You can use Cloud Monitoring to identify the Prometheus metrics that are writing the largest numbers of samples. These metrics are contributing the most to your costs. After you identify the most expensive metrics, you can modify your scrape configs to filter these metrics appropriately.

The following sections describe ways to analyze the number of samples that you are sending to Managed Service for Prometheus and attribute high volume to specific metrics, Kubernetes namespaces, and Google Cloud regions.

Identify high-volume metrics

To identify the Prometheus metrics with the largest ingestion volumes, do the following:

  1. In the Google Cloud Console, go to the Monitoring page.

    Go to Monitoring

  2. In the Monitoring navigation pane, click Metrics Explorer.
  3. Select the Configuration tab, and then use the following information to complete the fields:
    1. For the Resource type field, enter or select Metric Ingestion Attribution.
    2. For the Metric field, enter or select Samples written by attribution id.
    3. For the Group by field, select metric_type.
    4. For the Aggregator field, select sum.

    The chart now shows the ingestion volumes for each metric type.

  4. To identify the metrics with the largest ingestion volumes, click Value in the chart legend.

The resulting chart, which shows your 300 top metrics by volume ranked by mean, looks like the following screenshot:

The configured chart shows volume of metric ingestion for each
metric.

Identify high-volume namespaces

You can also use the metric and resource types from the prior example to attribute ingestion volume to specific Kubernetes namespaces and then take appropriate action. For example:

  • To correlate overall ingestion volume with namespaces, select the following labels for the Group by field:

    • attribution_dimension
    • attribution_id
  • To correlate ingestion volume of individual metrics with namespaces, select the following labels for the Group by field:

    • attribution_dimension
    • attribution_id
    • metric_type
  • To identify the namespaces responsible for a specific high-volume metric:

    1. Identify the metric type for the high-volume metric by using one of the other examples to identify high-volume metric types.

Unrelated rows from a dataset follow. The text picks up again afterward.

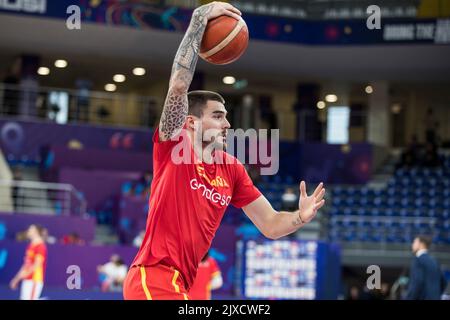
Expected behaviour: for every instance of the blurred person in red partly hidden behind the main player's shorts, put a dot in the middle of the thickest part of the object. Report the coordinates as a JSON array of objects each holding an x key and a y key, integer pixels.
[{"x": 208, "y": 278}]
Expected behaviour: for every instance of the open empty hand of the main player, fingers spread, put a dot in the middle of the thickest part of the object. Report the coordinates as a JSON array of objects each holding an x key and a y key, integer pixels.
[{"x": 309, "y": 205}]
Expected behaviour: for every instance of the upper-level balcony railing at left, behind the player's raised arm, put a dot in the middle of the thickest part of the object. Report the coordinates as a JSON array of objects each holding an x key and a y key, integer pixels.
[{"x": 62, "y": 105}]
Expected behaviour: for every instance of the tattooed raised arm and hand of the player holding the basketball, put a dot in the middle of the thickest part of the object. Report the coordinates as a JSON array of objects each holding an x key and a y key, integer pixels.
[{"x": 175, "y": 108}]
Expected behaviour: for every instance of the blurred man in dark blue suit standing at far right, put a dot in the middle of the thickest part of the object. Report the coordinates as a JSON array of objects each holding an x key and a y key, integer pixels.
[{"x": 426, "y": 281}]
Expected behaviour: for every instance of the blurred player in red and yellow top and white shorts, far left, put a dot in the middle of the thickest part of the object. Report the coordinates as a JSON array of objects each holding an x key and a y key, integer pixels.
[{"x": 33, "y": 269}]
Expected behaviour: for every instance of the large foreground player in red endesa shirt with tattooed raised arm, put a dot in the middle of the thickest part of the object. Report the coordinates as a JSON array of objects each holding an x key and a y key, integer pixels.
[{"x": 188, "y": 200}]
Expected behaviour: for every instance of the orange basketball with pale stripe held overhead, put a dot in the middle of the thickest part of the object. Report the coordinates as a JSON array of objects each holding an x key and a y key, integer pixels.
[{"x": 225, "y": 40}]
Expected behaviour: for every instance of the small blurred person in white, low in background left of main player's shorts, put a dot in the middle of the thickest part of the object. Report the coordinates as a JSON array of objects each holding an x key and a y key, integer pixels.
[{"x": 112, "y": 274}]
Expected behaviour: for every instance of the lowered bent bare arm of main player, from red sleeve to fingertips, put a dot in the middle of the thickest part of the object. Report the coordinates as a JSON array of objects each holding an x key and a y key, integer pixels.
[{"x": 273, "y": 224}]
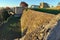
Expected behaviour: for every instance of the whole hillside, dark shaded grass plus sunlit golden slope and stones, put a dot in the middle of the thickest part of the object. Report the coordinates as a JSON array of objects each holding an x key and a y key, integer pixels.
[{"x": 32, "y": 25}]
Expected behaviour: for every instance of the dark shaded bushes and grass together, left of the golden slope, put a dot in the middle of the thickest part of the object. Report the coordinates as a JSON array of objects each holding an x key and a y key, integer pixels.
[{"x": 9, "y": 26}]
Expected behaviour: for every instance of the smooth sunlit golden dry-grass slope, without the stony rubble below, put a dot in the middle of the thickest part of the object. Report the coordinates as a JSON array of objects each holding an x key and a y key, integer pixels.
[{"x": 32, "y": 19}]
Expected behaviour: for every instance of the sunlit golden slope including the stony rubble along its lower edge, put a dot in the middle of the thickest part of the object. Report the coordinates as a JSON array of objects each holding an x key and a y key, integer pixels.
[{"x": 33, "y": 24}]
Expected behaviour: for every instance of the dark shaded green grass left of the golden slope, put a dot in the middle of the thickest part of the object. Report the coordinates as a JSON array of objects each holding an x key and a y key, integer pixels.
[{"x": 10, "y": 28}]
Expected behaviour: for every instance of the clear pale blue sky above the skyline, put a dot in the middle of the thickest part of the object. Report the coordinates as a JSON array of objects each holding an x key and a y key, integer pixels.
[{"x": 12, "y": 3}]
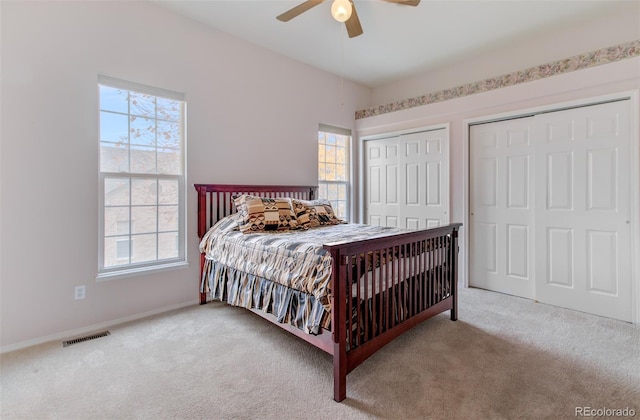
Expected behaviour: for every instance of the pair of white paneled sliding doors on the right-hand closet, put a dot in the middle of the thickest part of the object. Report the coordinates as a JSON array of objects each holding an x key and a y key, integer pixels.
[{"x": 550, "y": 208}]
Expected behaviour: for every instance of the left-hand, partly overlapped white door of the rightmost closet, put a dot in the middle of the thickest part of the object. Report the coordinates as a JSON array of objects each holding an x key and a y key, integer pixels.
[{"x": 501, "y": 207}]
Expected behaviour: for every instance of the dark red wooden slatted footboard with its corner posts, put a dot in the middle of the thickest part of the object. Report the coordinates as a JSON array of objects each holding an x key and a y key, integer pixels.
[{"x": 383, "y": 287}]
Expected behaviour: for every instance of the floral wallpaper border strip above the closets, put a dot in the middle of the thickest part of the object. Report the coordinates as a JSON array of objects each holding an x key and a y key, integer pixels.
[{"x": 554, "y": 68}]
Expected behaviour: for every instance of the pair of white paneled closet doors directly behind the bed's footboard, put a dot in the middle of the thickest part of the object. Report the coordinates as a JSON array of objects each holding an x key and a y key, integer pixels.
[{"x": 407, "y": 180}]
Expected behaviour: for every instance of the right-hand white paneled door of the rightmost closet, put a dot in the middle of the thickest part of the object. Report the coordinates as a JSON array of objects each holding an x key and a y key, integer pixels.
[{"x": 583, "y": 229}]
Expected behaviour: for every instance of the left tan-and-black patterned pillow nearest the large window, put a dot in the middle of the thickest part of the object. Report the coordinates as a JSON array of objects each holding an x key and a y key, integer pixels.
[{"x": 265, "y": 214}]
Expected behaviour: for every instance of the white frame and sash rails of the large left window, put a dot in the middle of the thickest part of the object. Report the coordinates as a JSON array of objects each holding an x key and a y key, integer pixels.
[{"x": 132, "y": 269}]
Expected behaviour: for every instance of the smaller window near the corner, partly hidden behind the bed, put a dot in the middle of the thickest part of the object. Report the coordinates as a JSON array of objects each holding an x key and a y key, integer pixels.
[{"x": 333, "y": 167}]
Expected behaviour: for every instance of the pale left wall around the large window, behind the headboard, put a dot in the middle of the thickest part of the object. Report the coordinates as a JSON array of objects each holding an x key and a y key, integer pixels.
[{"x": 252, "y": 118}]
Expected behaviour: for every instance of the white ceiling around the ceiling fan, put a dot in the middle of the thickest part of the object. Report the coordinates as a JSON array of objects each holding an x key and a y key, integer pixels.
[{"x": 398, "y": 41}]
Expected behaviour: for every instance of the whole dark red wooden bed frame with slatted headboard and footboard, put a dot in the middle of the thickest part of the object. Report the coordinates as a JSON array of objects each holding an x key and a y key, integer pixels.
[{"x": 407, "y": 293}]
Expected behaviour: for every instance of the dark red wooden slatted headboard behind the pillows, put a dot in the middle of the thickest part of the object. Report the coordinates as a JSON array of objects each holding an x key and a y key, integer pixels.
[{"x": 215, "y": 201}]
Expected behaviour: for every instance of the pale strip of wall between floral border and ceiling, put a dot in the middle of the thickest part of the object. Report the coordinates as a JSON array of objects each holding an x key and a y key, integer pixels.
[{"x": 620, "y": 25}]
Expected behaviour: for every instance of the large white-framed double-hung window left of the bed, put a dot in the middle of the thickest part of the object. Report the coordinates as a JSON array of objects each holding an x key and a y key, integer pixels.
[{"x": 142, "y": 166}]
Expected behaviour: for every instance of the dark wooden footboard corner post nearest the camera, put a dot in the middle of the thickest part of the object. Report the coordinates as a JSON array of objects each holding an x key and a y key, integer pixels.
[{"x": 338, "y": 322}]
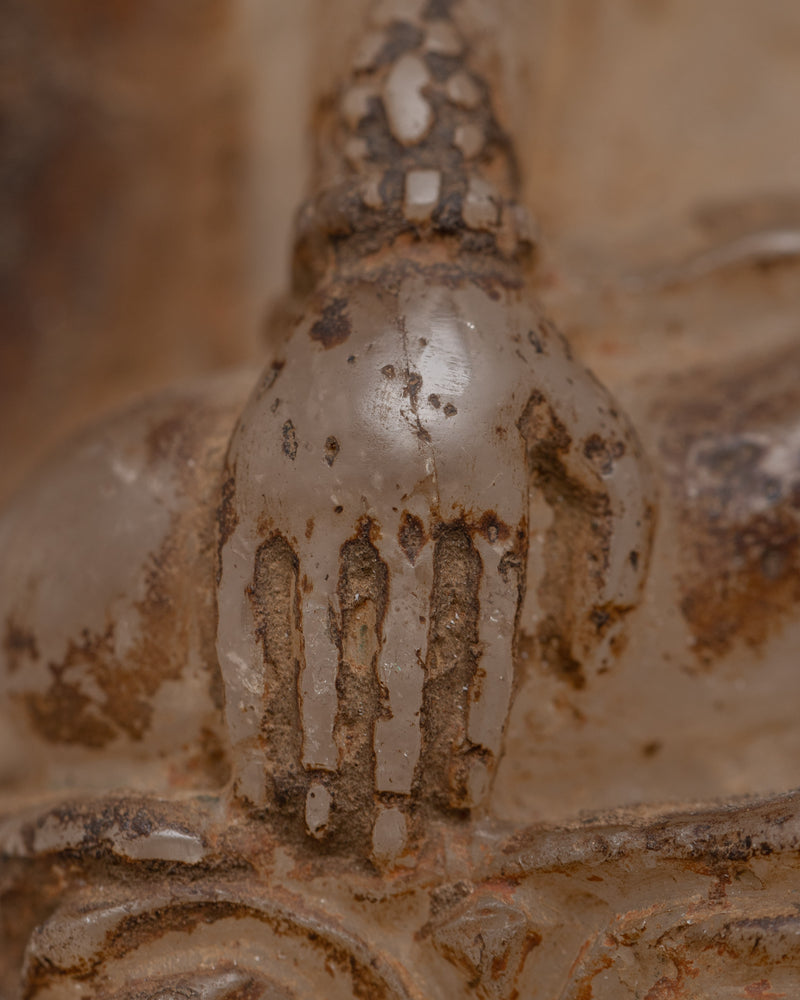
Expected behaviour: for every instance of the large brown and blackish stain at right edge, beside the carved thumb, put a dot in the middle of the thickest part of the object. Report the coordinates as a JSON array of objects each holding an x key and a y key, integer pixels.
[{"x": 736, "y": 487}]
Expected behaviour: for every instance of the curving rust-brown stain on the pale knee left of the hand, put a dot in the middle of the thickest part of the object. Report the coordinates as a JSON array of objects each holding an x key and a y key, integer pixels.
[{"x": 95, "y": 695}]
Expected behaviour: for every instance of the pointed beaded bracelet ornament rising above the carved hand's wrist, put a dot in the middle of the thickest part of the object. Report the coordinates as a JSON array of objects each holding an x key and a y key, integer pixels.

The metric type is the string in the chart legend that begins with prometheus.googleapis.com/.
    2. To restrict the chart data to a specific metric type, add a filter for the metric type in the Filters field. For example:

      metric_type=prometheus.googleapis.com/container_tasks_state/gauge

    3. Select the following labels for the Group by field:

      • attribution_dimension
      • attribution_id
  • To see ingestion by Google Cloud region, add the location label to the Group by field.

  • To see ingestion by Cloud project, add the resource_container label to the Group by field.